Functions

Tarjan

supar.structs.fn.tarjan(sequence)[source]

Tarjan algorithm for finding Strongly Connected Components (SCCs) of a graph.

Parameters

sequence (list) – List of head indices.

Yields

A list of indices making up a SCC. All self-loops are ignored.

Examples

>>> next(tarjan([2, 5, 0, 3, 1]))  # (1 -> 5 -> 2 -> 1) is a cycle
[2, 5, 1]

ChuLiuEdmods

supar.structs.fn.chuliu_edmonds(s)[source]

ChuLiu/Edmonds algorithm for non-projective decoding [McDonald et al. 2005].

Some code is borrowed from tdozat’s implementation. Descriptions of notations and formulas can be found in [McDonald et al. 2005].

Notes

The algorithm does not guarantee to parse a single-root tree.

Parameters

s (Tensor) – [seq_len, seq_len]. Scores of all dependent-head pairs.

Returns

A tensor with shape [seq_len] for the resulting non-projective parse tree.

Return type

Tensor

MST

supar.structs.fn.mst(scores, mask, multiroot=False)[source]

MST algorithm for decoding non-projective trees. This is a wrapper for ChuLiu/Edmonds algorithm.

The algorithm first runs ChuLiu/Edmonds to parse a tree and then have a check of multi-roots, If multiroot=True and there indeed exist multi-roots, the algorithm seeks to find best single-root trees by iterating all possible single-root trees parsed by ChuLiu/Edmonds. Otherwise the resulting trees are directly taken as the final outputs.

Parameters
  • scores (Tensor) – [batch_size, seq_len, seq_len]. Scores of all dependent-head pairs.

  • mask (BoolTensor) – [batch_size, seq_len]. The mask to avoid parsing over padding tokens.

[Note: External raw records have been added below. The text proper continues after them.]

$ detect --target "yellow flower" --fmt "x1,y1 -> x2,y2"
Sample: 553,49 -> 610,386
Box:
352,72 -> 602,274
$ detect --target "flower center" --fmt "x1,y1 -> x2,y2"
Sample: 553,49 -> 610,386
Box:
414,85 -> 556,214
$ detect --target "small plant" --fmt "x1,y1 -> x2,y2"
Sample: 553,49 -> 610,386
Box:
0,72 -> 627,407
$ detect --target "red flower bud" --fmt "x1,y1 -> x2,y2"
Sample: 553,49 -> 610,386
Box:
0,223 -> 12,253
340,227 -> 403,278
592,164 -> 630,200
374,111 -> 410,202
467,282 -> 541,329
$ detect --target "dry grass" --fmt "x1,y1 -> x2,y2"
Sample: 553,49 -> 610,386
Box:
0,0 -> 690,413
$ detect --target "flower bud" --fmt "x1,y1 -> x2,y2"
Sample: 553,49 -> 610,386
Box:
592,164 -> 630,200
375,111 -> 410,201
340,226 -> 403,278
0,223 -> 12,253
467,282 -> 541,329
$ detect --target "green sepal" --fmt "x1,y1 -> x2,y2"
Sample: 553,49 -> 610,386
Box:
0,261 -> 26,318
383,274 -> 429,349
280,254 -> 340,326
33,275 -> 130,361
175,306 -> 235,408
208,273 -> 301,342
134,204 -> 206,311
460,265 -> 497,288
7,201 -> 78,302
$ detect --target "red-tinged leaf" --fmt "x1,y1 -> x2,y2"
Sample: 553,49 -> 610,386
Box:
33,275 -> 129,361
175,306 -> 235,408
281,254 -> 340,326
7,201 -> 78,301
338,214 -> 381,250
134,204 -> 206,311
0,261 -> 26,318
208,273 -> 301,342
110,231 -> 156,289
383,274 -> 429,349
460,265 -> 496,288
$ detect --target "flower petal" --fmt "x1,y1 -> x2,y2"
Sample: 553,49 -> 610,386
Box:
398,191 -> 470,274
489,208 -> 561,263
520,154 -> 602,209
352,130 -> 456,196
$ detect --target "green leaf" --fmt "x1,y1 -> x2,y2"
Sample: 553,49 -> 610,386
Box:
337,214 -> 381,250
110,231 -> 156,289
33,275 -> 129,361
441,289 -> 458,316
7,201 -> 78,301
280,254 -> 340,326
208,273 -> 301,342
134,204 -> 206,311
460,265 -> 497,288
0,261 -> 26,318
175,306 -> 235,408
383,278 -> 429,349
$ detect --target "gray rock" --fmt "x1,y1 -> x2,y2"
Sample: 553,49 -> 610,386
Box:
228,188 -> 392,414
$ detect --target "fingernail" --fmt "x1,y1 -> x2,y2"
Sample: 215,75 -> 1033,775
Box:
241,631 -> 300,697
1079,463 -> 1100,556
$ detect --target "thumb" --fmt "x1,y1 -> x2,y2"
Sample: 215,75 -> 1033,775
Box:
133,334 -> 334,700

The first column serving as pseudo words for roots should be False.

  • multiroot (bool) – Ensures to parse a single-root tree If False.

Returns

A tensor with shape [batch_size, seq_len] for the resulting non-projective parse trees.

Return type

Tensor

Examples

>>> scores = torch.tensor([[[-11.9436, -13.1464,  -6.4789, -13.8917],
                            [-60.6957, -60.2866, -48.6457, -63.8125],
                            [-38.1747, -49.9296, -45.2733, -49.5571],
                            [-19.7504, -23.9066,  -9.9139, -16.2088]]])
>>> scores[:, 0, 1:] = MIN
>>> scores.diagonal(0, 1, 2)[1:].fill_(MIN)
>>> mask = torch.tensor([[False,  True,  True,  True]])
>>> mst(scores, mask)
tensor([[0, 2, 0, 2]])